I assume that the AI breaking out of the box in my example will already be smart enough to e.g. realize on its own that ethics discussions are more relevant for cheat-identification than cat memes. An AI that is not smart enough to realize this wouldn’t be smart enough to pose a threat, either.
I agree that the first AI system might be hacked together. Any AI is based on math in the sense that its fundamental components are doing logical operations. And it only works in reality to the extent that it approximates stuff like bayes theorem. But the difference is whether or not humans have a sufficiently good mathematical understanding of the AI to prove theorems about it. If we have an algorithm which we have a good theoretical understanding of, like min-max in chess, then we don’t call it hacked-together heuristics. If we throw lines of code at a wall and see what sticks, we would call that hacked together heuristics. The difference is that the second is more complicated and less well understood by humans, and has no elegant theorems about it.
You seem to think that your AI alignment proposal might work, and I think it won’t. Do you want to claim that your alignment proposal only works on badly understood AI’s?
Lets imagine that the AI was able to predict any objective fact about the real world. If the task was “cat identification” then the cat memes would be more relevant. So whether or not ethics discussions are more relevant depends on the definition of “cheat identification”.
If you trained the AI in virtual worlds that contained virtual ethics discussions, and virtual cat memes, then it could learn to pick up the pattern if trained to listen to one and ignore the other.

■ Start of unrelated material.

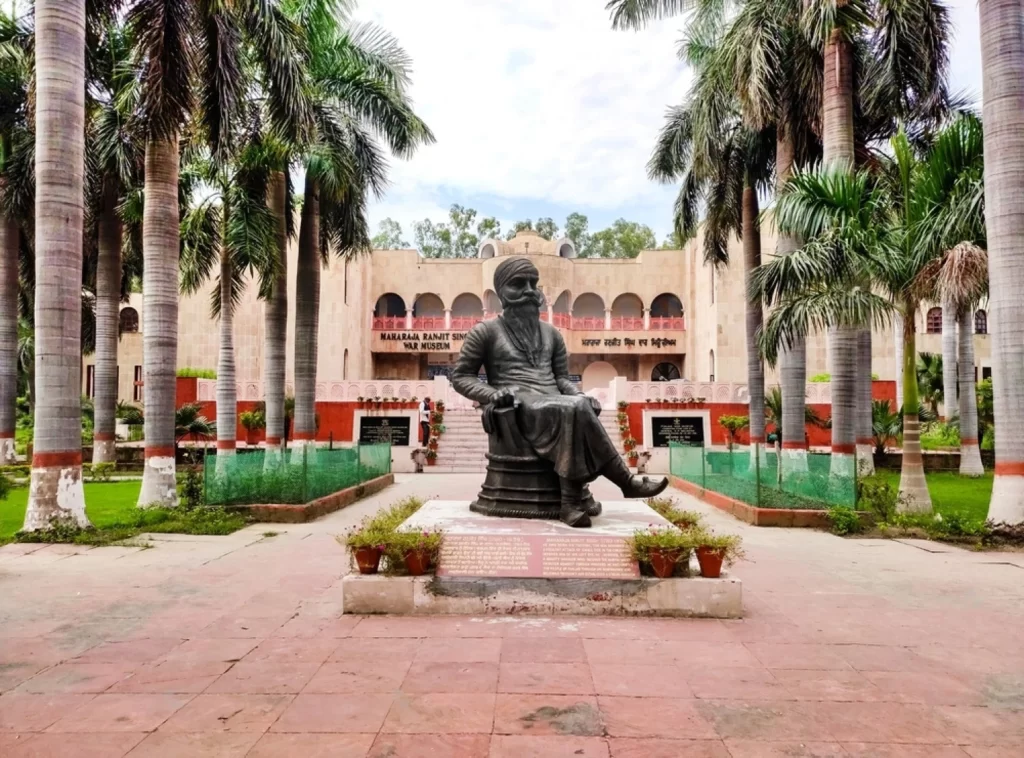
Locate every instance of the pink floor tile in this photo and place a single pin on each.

The information that the AI is supposed to look at ethics discussions and what the programmers say as a source of decisions does not magically appear. There are possible designs of AI that decide what to do based on cat memes.
At some point, something the programmers typed has to have a causal consequence of making the AI look at programmers and ethics discussions not cat memes.
No. Or at least not directly. That’s what reinforcement learning is for. I maintain that the AI should be smart enough to figure out on its own that cat memes have less relevance than ethics discussions.
Relevance is not an intrinsic property of the cat memes. You might be specifying it in a very indirect way that leaves the AI to figure a lot of things out, but the information needs to be in there somewhere.
There is a perfectly valid design of AI that decides what to do based on cat memes.
Reinforcement learning doesn’t magic information out of nowhere. All the information is implicit in the choice of neural architecture, hyper-parameters, random seed, training regime and of course training environment. In this case, I suspect you intend to use training environment. So, what enviroment will the AI be trained in, such that the simplest (lowest komelgorov complexity) generalization of a pattern of behaviour that gains high reward in the training environment involves looking at ethics discussions over cat memes?
I am looking for a specific property of the training environment. A pattern, such that when the AI spots and continues that pattern, the resulting behaviour is to take account of our ethical discussions.